Title and Description:

gr.Markdown("### Photo Background Changer")
  • This line uses the Markdown element to display a formatted heading, indicating that the application is a "Photo Background Changer."
gr.Markdown(
        "Change the background of the image in one click to anything that you can imagine"
    )
  • Another Markdown element displaying a description or tagline for the application

The rest of the code are just dropdown and input boxes which are required. prompt, negative_prompt, cn_model (Controlnet Model), cn_processor (Controlnet Processor) and base_model

Here is the entire code as a Google Collab for your reference

We also provided code for you to deploy your gradio app to HuggingFace Spaces.
Just follow the collab and fill in your HuggingFace username and write access token to deploy it to your account.

We deployed our gradio app here

Conclusion

Congratulations on successfully creating your first Gradio application for interactive machine learning! Throughout this tutorial, we've explored the simplicity and power that Gradio and Stable Diffsuion Inpainting brings to the table, enabling you to build a Background Replacement app with ease.

Gradio's intuitive Blocks system allowed us to structure the user interface effortlessly, while its diverse set of elements empowered users to interact seamlessly with the application. The dynamic visibility settings and event handling capabilities showcased the flexibility that Gradio offers, making it an ideal choice for both beginners and experienced developers.

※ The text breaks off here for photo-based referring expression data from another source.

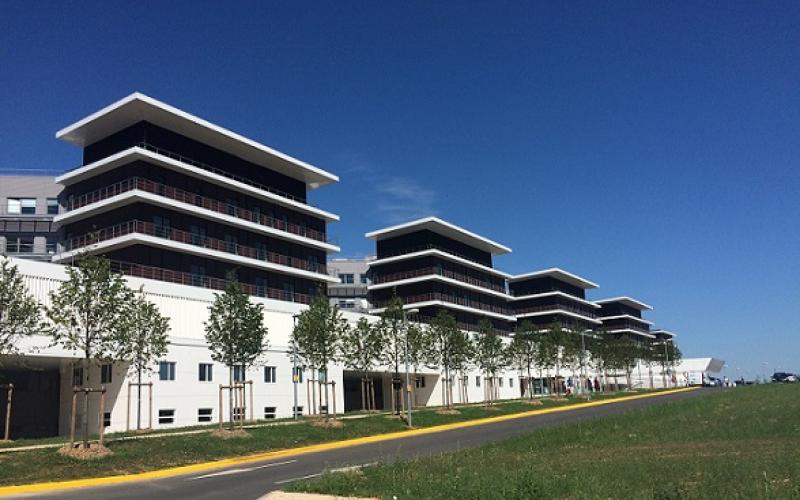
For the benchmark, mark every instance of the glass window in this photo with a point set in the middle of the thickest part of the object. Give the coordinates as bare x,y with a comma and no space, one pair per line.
106,373
269,374
204,414
166,370
14,206
166,416
206,372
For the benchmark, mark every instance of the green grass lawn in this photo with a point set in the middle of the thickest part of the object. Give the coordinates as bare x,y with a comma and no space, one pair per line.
734,443
168,451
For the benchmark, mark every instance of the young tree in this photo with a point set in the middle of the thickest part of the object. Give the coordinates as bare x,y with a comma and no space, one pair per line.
392,332
235,332
88,315
547,353
488,349
450,349
317,336
147,342
522,352
20,315
360,348
418,348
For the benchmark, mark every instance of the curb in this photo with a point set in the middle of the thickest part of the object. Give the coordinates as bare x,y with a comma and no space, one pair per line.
302,450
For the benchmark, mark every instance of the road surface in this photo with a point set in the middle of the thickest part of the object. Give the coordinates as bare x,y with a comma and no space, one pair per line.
253,480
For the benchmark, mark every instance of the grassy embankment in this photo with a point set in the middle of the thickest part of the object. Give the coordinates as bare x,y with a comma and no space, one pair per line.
736,443
141,455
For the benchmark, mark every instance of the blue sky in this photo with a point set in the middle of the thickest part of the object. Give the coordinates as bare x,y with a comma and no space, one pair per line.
651,147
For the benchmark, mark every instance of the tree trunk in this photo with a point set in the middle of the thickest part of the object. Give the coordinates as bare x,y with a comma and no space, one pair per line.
230,395
139,399
86,404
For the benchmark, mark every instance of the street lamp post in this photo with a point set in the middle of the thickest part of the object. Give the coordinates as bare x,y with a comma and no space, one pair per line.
408,382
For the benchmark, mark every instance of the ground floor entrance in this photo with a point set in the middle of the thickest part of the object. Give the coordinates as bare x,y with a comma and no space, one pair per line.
35,404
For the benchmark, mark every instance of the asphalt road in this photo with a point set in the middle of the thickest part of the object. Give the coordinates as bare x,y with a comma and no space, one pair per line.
253,480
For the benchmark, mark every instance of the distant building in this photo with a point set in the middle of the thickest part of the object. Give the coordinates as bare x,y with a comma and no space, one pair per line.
28,204
350,292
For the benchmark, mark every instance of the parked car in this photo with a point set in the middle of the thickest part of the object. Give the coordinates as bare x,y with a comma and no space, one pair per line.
784,377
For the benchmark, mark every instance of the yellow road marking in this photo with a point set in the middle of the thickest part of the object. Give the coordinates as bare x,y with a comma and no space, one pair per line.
302,450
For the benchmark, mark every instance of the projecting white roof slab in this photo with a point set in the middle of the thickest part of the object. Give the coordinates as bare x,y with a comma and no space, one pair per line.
626,301
139,107
444,228
556,273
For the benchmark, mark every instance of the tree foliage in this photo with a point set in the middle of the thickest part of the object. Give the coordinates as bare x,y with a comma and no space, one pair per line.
360,346
20,314
318,334
235,329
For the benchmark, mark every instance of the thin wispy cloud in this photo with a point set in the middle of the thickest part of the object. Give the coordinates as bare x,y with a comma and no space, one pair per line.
400,199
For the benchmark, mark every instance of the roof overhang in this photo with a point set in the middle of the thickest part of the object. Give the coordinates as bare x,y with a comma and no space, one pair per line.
139,107
663,333
444,228
556,273
641,306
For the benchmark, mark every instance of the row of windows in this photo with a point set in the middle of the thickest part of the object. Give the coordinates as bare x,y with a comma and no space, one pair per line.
27,206
349,278
206,415
499,381
205,373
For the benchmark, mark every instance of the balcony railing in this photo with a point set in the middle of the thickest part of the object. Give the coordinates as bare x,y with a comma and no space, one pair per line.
429,246
205,166
625,325
387,278
451,299
180,236
182,278
190,198
556,308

By integrating the Controlnet Inpainting API, we extended our application's capabilities, demonstrating how Gradio can seamlessly integrate with external services. The generate_image function acted as the engine behind the scenes, handling the intricacies of data processing and API communication.

As you move forward on your machine learning journey, remember that Gradio is a valuable tool that can simplify the deployment of your models and enhance user experiences. We encourage you to experiment further with Gradio, exploring its additional features and pushing the boundaries of what you can create. Feel free to adapt this application, add new elements, or integrate different models to tailor it to your specific needs. We also have a lot of other cool API's that you can tinker with.

We hope this tutorial has provided you with valuable insights and a solid foundation for your future projects. Keep coding, experimenting, and building amazing applications with Gradio and Segmind API's!